The 38-year-old defender has been a mainstay on the national team since the 2011 World Cup, and this summer’s tournament would have been her fourth. She also became the first president of the USWNT Players Association in 2020, a position she still holds. Still, she remains demure when asked about her legacy.
“I’m not going to claim to have any sort of influence over anybody,” she said. “I hope that I have impacted people in a really positive way. I am really glad that the veteran leaders on the team made a pretty conscious effort to really start empowering that next group of players.
“So I do hope that we pass the baton on well, and that we’ll see that at the World Cup.
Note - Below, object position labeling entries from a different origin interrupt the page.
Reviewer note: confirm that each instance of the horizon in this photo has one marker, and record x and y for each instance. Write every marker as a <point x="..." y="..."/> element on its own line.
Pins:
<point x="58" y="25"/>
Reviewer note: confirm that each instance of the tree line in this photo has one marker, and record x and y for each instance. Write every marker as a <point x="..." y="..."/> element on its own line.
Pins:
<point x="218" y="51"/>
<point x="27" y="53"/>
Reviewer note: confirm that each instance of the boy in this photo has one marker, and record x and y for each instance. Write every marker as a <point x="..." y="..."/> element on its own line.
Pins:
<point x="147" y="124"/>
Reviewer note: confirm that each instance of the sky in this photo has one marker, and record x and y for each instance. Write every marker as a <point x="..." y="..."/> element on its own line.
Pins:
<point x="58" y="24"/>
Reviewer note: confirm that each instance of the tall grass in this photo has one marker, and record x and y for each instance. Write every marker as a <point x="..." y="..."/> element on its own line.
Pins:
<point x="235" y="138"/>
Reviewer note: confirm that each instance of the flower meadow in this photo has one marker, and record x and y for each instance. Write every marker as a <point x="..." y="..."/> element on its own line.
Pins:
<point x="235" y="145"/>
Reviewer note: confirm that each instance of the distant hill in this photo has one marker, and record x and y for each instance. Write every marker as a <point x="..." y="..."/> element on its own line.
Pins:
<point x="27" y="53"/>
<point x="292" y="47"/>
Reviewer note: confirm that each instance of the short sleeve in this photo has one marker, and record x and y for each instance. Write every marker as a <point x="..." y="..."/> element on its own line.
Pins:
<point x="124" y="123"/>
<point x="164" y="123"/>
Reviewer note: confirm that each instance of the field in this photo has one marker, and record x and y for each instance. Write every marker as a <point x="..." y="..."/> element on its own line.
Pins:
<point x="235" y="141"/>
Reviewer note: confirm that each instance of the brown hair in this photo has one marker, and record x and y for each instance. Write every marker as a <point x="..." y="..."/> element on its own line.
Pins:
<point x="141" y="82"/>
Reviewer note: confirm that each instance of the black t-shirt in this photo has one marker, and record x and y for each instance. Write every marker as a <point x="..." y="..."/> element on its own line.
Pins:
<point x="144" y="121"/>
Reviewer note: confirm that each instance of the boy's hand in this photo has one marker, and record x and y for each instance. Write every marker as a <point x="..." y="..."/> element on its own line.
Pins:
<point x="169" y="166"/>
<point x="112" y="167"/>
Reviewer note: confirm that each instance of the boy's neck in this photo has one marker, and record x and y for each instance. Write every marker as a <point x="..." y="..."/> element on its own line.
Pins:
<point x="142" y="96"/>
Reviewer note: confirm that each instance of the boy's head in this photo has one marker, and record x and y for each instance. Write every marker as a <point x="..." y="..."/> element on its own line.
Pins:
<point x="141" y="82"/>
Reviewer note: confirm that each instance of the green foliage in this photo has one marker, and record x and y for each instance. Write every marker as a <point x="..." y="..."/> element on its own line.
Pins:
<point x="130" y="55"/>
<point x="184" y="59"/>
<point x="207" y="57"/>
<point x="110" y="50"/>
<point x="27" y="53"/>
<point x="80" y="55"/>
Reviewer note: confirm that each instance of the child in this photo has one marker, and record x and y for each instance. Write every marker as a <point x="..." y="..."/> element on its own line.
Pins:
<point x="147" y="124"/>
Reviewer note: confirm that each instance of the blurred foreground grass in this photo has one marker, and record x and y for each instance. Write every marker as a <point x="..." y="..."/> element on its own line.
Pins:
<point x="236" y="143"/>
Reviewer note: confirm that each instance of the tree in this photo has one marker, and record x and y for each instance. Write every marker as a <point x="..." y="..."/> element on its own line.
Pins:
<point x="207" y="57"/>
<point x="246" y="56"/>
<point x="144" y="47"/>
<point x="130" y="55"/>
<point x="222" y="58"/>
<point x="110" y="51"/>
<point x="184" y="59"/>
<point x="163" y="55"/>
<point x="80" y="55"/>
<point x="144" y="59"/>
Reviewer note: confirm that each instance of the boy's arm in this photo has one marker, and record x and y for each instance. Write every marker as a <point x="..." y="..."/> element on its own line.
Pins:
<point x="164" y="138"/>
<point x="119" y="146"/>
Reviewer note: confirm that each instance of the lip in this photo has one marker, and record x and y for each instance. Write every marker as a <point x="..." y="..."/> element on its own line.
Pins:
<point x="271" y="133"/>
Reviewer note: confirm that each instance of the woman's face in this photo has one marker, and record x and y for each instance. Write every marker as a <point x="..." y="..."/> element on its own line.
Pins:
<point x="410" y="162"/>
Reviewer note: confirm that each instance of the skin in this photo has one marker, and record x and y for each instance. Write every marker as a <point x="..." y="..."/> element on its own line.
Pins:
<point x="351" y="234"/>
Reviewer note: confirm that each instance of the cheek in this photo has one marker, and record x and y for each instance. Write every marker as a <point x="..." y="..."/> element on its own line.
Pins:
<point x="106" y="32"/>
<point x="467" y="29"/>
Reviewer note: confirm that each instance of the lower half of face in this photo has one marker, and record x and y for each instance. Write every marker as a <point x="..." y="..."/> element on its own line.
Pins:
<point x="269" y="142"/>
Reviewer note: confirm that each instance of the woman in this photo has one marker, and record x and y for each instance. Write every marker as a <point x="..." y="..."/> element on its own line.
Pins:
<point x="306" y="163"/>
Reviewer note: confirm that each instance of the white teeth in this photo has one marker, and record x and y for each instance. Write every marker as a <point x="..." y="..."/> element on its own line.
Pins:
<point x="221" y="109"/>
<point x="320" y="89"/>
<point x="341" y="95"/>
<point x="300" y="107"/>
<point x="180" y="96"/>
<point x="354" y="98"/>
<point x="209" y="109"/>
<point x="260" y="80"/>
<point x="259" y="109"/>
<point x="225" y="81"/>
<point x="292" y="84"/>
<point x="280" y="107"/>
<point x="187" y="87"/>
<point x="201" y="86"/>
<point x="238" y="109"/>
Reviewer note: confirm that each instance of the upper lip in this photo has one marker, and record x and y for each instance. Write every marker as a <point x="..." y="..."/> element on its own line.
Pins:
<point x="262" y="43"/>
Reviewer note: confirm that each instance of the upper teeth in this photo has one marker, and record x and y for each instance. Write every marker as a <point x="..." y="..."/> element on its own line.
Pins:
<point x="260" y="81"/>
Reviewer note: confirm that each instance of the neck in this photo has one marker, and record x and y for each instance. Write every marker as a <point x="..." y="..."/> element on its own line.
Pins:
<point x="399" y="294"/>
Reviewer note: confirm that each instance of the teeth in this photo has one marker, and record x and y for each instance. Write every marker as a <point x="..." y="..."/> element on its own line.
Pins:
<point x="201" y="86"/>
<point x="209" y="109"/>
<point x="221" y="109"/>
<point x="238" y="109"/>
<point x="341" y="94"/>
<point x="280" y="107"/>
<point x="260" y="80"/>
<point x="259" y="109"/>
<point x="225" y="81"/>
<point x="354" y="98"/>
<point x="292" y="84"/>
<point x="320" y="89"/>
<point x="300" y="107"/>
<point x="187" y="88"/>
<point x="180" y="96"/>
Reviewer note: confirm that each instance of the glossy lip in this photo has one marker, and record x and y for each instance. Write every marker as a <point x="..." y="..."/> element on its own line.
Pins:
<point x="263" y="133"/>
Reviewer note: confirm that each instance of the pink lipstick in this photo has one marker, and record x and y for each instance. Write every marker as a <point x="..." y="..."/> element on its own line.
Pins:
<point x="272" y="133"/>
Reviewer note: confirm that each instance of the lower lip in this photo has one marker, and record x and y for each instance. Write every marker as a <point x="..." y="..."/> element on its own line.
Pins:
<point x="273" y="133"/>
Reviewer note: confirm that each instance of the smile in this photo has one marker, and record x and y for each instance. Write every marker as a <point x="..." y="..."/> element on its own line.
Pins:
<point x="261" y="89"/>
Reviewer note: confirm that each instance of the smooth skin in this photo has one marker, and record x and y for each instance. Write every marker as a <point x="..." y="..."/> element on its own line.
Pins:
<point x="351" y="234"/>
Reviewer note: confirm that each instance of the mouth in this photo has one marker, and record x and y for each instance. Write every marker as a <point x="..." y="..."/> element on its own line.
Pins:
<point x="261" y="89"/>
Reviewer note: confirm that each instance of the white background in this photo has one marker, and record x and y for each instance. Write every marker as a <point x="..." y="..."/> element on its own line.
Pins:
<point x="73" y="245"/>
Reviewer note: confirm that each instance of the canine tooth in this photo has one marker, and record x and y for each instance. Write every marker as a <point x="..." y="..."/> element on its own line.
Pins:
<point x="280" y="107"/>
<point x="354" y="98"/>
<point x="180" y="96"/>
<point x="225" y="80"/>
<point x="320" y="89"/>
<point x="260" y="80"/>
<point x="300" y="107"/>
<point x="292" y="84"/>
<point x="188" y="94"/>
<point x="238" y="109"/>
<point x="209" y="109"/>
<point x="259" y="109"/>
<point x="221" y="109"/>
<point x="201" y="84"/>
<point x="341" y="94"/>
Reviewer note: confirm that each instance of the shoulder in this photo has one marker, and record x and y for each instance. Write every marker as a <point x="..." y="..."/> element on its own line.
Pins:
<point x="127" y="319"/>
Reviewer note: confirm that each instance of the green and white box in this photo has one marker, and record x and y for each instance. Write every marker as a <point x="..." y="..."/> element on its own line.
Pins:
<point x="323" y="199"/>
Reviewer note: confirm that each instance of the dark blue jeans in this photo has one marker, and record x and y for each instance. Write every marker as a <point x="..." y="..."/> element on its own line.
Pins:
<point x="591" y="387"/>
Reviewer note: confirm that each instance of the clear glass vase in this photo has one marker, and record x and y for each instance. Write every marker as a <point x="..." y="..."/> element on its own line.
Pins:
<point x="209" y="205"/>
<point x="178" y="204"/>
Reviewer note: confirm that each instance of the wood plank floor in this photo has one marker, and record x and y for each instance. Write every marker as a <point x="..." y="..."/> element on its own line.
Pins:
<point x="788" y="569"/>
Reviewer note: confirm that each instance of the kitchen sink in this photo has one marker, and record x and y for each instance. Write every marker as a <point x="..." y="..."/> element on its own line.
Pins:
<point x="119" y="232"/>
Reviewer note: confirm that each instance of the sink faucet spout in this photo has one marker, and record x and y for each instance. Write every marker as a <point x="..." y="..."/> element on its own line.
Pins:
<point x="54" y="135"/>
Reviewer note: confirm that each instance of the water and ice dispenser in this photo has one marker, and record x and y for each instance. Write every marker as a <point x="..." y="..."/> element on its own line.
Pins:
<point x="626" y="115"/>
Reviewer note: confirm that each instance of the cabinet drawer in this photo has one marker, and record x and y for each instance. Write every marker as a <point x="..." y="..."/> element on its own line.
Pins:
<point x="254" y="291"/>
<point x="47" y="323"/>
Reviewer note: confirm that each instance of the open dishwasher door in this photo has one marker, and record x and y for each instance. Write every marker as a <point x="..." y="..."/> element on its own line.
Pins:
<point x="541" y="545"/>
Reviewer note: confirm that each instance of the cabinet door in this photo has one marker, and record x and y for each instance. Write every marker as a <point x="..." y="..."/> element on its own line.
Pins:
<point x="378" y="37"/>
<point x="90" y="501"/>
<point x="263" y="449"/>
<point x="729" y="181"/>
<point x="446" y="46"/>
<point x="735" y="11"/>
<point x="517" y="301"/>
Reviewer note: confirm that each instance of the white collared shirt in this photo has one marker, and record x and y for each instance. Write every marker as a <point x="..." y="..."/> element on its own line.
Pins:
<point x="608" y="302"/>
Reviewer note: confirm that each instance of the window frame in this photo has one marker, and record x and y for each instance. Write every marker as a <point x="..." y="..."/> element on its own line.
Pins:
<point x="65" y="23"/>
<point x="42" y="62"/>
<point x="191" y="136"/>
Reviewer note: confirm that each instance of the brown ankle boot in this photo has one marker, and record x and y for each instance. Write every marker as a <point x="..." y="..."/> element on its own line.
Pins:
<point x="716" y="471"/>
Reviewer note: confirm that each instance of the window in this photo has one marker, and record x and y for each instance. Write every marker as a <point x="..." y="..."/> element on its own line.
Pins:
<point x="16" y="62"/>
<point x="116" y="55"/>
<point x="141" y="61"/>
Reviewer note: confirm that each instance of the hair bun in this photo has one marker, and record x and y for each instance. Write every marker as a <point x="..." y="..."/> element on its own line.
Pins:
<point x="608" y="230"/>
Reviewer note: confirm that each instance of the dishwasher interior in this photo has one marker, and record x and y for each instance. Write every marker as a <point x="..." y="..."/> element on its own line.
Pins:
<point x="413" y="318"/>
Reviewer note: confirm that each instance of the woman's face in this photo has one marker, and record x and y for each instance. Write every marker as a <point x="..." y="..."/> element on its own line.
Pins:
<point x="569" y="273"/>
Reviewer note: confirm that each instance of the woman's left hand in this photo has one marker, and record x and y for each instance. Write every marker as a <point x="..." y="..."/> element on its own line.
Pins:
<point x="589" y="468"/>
But I’m not going to claim that I did anything crazy good, that’s gonna make that much of an impact.”
In passing the baton, Sauerbrunn has offered support in particular to 29-year-old midfielder Lindsey Horan, who has taken on the captain’s armband in Sauerbrunn’s absence at times.
“She gets to lead this team out at a World Cup and to really appreciate what that means, in the course of your career,” Sauerbrunn said. “Like, that’s such a crazy, cool accomplishment.”
Sauerbrunn referred to Horan as her “co-captain,” though USWNT head coach Vlatko Andonovski did not commit to a new captain Wednesday after the roster announcement.
Sauerbrunn also has been telling her teammates to soak in the moment, which is something that she says you can’t replicate, especially as she begins to look back on her career and appreciate it even in the face of her disappointment.
“I’m super upset about potentially missing my fourth World Cup, when, talk to me about 15 years ago, I never even thought I was gonna have a national team cap,” she said. “And so it’s kind of like, I can’t be too woe is me. I’ve already done a lot of things and have been very fortunate in my career. And so I’m trying to keep perspective on it as well.”